La jeune adulte souffrait toujours le martyr, mais encore, elle ne disait rien. Ne pas s'évanouir demandait pourtant déjà un grand effort. Mais son esprit restait concentré sur les souvenirs qui remontaient doucement. Elle s'en rappelait désormais, de cette metteuse en scène farfelue, de son théâtre mécanisé, ses commandes à chaque fois plus spécifiques, elle à chaque fois un peu plus timbrée. Elle se souvenait qu'elle adorait travailler sur ces projets tard dans la nuit. Les demandes d'Enola étaient toujours innovantes, et Alix, face à son espace de travail, créait enfin vraiment. Ce rêve qu'elle avait abandonné des années plus tôt avait, semblait-il, enfin pris racine dans ces idées loufoques. Alix était toujours heureuse quand était venu le moment de dévoiler sa nouvelle création à Enola d'un geste théâtral.
Lentement, elle se redressa sur les coudes, balaya sa chambre du regard. C'était le chaos. Il y avait du sang, des outils et des plaques de métal de partout. Avec un soupir, elle se rassit correctement. Elle ne voulait plus se faire du mal. Mais l'envie de savoir était plus forte. Savoir ce qu'il s'était passé entre sa première rencontre avec la metteuse en scène et son demi-coma. À quel moment dans sa vie elle s'était constituée de plus de métal que de chair humaine.
Son regard se baissa vers son genou. Elle ne devait peut-être pas toucher aux articulations tout de suite. Ça commençait à se compliquer, car elle aurait aimé garder au moins une jambe et un bras fonctionnels. Après tout, elle avait encore un autre implant, plus petit, dans le bras gauche. Le genou viendrait après.
C'est sur la terrible pensée qu'elle était en train de programmer méthodiquement la destruction de son propre corps qu'elle se remit au travail.
**
La journée avait été fructueuse. Alix avait bien vendu. Ses clients n'avaient pour la plupart pas été trop désagréables, même si l'un d'eux était un peu trop insistant pour baisser les prix.
À présent, elle quittait son appartement où elle était rentrée se reposer un peu. La nuit tombait doucement sur Valoran. Elle parcourait les rues, les mains dans les poches. Dans Valoran, il n'y avait jamais de vent, le vent, Alix ne savait pas vraiment ce que c'était. C'étaient toujours l'air figé entre les buildings et le nuage de pollution omniprésent. Mais, les soirs comme ça où la lumière du soleil couchant était diffuse à travers la brume, c'était comme un plafond de coton rouge orangé, et par-dessus les néons, Alix ne pouvait s'empêcher de trouver ça joli.

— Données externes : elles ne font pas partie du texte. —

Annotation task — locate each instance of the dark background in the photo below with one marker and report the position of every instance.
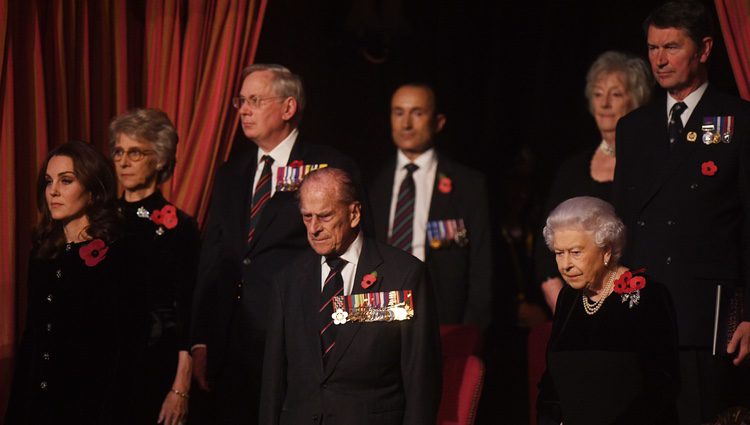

Il y avait beaucoup de choses qu'à Valoran, elle ne connaissait pas. Alix n'avait jamais quitté la ville. Les étoiles, par exemple, elle ne savait pas ce que c'était. Même si le ciel avait été débarrassé de ce nuage artificiel – ce qui n'arrivait pas –, les lumières de la cité, dans la nuit, étaient bien trop puissantes pour que l'on devine le ciel. Elle savait que ça existait, les étoiles, elle en avait entendu parler. De ce qu'elle en savait, c'était bien au-delà de ce que son imagination pouvait appréhender.
La nature elle-même, elle lui était un peu étrangère. Il y avait bien quelques parcs à Valoran, et parfois, entre deux immeubles au loin, elle apercevait des montagnes. Mais imaginer des vastes déserts, des inlandsis de glace à perte de vue, des lacs creusés dans les glaciers, ça, ça lui était quasiment inaccessible. L'image qu'elle avait du monde extérieur était à ce point réduite que, lorsqu'elle était toute petite, elle était persuadée que Valoran recouvrait la Terre entière.
Son pas la mena bientôt dans les quartiers plus animés, et ses pensées s'envolèrent. Rapidement, elle entra dans un pub, duquel une musique s'échappait ; une voix de femme, un peu diffuse, comme si elle était déjà un peu sous substances. Alix joua des épaules une fois à l'intérieur et souffla dans son masque en apercevant Jiu. C'est pas trop tôt, grommela-t-elle avec mauvaise volonté.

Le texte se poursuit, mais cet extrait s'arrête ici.